Before taste of any kind could be explored, there had to be a property to decorate, and the couple were dandy on moving to 1 of London's highly coveted mews. "They are quite idyllic, don't have traffic—the streets dead-end—and are usually in pretty overnice areas, because the buildings were the coach houses at the back of large town houses," Guinness explains. The one that he and Weinstock, kid-free at the fourth dimension, settled on in The netherlands Park possessed a banal prefab advent, though, suggestive of a decades-old rebuild or renovation. Even so, it did have a rear garden, an unusual characteristic in almost mews. Architect Milan Nedelkovic of local firm Captain (with sage input from Weinstock's stepfather, Jonathan Sykes, a belongings developer) stepped in to reimagine the firm forth more than conventional lines, facing it with honey-colored brick, topping it with a mansard roof, and excavating a basement that at present houses a multipurpose living room. "It actually looks closer to what it could accept been," Weinstock says, "merely from the outside it's quite deceptive."

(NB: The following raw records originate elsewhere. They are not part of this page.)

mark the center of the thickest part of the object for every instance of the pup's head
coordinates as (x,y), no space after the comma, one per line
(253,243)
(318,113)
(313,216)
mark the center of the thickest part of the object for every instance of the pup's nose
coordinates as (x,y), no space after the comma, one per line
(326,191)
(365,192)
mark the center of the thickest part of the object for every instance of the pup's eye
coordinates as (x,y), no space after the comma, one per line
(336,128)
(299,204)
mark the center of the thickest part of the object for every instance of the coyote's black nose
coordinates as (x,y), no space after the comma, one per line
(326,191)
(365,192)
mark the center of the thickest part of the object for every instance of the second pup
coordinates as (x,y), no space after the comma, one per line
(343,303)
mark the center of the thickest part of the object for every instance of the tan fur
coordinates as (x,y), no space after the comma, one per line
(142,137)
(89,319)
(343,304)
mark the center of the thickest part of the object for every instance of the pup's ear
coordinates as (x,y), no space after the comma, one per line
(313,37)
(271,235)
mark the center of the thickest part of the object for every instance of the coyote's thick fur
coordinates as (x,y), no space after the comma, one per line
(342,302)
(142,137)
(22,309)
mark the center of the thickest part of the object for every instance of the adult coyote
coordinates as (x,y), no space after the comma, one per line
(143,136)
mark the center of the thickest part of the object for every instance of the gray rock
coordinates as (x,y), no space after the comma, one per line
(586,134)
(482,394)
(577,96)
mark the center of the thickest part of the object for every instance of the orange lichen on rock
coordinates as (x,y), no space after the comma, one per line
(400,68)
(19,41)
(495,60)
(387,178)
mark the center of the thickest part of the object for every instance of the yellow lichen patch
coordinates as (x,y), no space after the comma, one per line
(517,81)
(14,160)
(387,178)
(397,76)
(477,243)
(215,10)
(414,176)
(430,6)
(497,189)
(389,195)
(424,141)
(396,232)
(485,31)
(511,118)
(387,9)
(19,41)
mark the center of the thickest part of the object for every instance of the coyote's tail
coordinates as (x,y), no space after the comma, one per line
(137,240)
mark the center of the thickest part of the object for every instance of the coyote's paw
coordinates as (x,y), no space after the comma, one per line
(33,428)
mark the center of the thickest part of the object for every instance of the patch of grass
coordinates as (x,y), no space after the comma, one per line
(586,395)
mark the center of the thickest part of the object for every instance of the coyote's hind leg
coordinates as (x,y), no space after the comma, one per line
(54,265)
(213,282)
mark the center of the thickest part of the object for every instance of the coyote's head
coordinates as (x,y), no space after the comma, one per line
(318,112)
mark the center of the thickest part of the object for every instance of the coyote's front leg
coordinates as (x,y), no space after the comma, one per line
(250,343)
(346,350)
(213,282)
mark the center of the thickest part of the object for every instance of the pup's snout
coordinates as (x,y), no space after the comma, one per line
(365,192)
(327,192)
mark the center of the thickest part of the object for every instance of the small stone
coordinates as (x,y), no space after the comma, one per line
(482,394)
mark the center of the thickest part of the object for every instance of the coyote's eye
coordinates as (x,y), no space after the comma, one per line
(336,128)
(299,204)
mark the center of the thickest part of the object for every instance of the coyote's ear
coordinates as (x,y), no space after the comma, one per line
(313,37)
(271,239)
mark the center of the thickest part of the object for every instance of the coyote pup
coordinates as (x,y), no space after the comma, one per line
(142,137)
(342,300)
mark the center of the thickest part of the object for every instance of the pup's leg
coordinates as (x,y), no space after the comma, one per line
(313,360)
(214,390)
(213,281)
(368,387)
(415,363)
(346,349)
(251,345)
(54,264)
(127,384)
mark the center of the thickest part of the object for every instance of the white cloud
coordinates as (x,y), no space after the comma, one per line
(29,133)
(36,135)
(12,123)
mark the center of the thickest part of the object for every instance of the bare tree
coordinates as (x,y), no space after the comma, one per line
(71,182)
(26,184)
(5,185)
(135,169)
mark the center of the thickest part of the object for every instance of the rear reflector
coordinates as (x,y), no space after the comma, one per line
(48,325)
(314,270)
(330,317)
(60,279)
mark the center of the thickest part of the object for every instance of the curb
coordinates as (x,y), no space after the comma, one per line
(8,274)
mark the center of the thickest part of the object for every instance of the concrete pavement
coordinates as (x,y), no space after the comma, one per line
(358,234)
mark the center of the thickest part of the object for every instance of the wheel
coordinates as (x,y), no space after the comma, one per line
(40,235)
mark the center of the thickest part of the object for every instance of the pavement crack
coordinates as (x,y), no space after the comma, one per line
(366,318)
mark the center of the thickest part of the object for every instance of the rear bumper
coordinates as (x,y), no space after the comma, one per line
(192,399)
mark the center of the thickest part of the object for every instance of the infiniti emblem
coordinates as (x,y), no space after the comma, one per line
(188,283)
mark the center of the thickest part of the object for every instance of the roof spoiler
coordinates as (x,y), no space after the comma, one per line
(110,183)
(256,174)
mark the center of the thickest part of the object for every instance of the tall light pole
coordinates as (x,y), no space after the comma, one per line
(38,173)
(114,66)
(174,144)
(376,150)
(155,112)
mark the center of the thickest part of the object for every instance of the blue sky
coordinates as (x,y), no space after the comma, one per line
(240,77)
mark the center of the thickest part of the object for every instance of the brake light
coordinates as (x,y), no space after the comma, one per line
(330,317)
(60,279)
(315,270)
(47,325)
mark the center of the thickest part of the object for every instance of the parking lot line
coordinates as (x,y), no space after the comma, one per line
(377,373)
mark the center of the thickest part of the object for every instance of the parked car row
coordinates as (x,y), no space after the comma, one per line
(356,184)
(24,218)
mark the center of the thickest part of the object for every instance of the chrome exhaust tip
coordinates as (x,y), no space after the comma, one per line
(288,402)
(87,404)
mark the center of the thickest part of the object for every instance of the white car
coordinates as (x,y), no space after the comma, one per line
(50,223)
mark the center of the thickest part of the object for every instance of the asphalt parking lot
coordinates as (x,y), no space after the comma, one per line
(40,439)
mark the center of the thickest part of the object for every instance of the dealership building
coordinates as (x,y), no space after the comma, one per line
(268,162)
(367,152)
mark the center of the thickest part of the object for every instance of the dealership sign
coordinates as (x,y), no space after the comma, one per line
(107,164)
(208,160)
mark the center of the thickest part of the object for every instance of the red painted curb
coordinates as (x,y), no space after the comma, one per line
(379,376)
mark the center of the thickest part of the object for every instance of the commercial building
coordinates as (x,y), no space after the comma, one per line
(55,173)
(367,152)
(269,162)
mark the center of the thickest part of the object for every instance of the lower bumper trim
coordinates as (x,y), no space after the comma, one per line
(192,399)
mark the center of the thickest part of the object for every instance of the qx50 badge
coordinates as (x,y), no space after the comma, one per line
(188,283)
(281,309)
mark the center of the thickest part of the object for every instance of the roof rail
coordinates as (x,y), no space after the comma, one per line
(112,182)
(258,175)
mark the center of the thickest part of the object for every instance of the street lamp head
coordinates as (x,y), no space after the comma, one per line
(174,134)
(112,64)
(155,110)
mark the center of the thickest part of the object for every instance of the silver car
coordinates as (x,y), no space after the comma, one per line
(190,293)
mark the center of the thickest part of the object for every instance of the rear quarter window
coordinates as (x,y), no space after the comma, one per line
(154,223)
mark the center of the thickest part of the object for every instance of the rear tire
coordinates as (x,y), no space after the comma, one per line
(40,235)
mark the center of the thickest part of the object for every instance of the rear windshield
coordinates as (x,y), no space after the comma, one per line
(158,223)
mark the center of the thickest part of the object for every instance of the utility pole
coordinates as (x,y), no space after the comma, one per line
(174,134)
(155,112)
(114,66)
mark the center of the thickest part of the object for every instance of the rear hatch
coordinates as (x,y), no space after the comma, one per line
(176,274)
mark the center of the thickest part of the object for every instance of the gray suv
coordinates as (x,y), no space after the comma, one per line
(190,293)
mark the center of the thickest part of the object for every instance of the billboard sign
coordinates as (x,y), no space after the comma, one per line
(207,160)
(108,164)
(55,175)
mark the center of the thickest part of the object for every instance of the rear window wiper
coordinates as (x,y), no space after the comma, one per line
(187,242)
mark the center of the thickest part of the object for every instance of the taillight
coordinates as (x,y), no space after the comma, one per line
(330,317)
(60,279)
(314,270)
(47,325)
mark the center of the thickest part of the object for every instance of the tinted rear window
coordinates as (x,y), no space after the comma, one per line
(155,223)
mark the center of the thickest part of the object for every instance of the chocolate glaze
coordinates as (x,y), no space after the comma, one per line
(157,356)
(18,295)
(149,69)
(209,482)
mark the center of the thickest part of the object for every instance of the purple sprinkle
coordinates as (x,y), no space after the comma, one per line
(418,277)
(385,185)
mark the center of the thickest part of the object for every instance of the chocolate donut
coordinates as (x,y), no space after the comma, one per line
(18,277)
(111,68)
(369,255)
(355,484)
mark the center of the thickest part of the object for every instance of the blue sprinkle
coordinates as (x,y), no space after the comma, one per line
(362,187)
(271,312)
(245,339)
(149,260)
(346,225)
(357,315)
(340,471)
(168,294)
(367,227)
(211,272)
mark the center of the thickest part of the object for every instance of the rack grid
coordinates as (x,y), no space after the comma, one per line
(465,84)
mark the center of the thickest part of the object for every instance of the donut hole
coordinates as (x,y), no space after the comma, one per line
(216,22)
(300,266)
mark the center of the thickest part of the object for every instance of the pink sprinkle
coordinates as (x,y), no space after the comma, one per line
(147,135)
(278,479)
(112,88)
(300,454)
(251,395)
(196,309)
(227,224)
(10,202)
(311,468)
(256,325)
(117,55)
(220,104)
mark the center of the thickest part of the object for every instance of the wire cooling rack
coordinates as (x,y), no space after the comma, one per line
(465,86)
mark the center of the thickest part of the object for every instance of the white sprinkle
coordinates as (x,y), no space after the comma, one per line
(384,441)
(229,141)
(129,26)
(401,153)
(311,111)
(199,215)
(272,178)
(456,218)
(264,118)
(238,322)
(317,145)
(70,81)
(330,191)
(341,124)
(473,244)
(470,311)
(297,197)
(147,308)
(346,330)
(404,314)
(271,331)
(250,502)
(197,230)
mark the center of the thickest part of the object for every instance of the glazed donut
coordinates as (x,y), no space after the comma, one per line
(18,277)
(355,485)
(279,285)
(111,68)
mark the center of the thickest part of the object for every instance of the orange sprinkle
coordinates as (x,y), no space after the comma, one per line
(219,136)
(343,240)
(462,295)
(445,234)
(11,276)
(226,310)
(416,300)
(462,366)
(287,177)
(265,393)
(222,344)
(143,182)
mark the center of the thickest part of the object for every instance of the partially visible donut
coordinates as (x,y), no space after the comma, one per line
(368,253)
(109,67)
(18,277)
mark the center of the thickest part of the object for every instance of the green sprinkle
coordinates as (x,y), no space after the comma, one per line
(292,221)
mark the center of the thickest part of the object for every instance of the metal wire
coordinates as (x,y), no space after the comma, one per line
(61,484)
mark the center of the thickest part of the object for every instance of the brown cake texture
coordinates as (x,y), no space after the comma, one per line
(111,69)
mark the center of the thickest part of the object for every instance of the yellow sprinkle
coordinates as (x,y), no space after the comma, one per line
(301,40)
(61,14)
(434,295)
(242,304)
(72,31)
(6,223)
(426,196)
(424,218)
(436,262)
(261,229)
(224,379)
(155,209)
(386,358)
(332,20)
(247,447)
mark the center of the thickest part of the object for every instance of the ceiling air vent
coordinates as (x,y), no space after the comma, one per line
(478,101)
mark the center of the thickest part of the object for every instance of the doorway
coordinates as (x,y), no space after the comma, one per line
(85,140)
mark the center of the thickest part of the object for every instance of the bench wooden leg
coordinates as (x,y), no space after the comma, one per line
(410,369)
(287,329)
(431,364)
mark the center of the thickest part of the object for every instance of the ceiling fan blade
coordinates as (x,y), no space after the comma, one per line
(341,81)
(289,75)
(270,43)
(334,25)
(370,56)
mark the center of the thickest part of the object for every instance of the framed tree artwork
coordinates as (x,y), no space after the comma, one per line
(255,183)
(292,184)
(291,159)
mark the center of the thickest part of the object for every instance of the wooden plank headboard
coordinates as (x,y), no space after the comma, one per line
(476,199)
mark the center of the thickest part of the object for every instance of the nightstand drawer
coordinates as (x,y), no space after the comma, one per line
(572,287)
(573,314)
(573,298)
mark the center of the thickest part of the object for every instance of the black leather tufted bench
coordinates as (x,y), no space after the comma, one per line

An antique suzani from Robert Kime is draped over a custom sofa in the morning room. Jamb fireplace surround; antique tapestry.
Thalia, Muse of Comedy
Uzbek Suzani
Cane Partition
Ane reason is that the rooms are suffused with sunlight—arable natural light is another singular mews characteristic—pouring through double-hung windows every bit well as a light well and strategic skylights. Another distinction is the idiosyncratic decor, which brings the subject back to personal preferences and parenting styles. "I get a bit of a kick out of the fact that we haven't made our house into a massive nursery," says Guinness, the youngest son of Lord Moyne and a grandson of Diana Mosley, the most beautiful of the legendary Mitford sisters. "Reuben has to learn to live with nice things." (Indeed, they count themselves charmed by the crayon marks on one sofa.) Those nice things—only a couple of lamps have been toddler casualties so far—run the gamut of materials, periods, and styles, from Art Nouveau bentwood chairs pulled upwardly to a table dressed in a brilliant suzani to a skeletal custom-fabricated fe bed set atop a vast 1970s sheepskin carpet that Chudley rightly calls "ridiculously shaggy." Light fixtures by Isamu Noguchi and Erik Höglund dangle from the ceilings, heirloom portraits hang in niches, and an ink-blue Chinese carpet bristling with trees and flying birds has been flung down on the dressing room's pale plank floor.
"Tom leans toward brutalism, and Tish gravitates to traditional pattern that really isn't in vogue correct at present," Chudley says. "There were quite a few lively debates among the three of u.s.." One of those conversations was over a flowered chintz sofa that Weinstock had desired but that only seemed all wrong to her once information technology arrived. "Nosotros moved it around the business firm for about 2 months" until it finally establish its happy spot, Chudley says. Which, to everyone's surprise—at least until information technology was relocated all the same again—was the basement living room, amid Le Corbusier chairs and black leather upholstery.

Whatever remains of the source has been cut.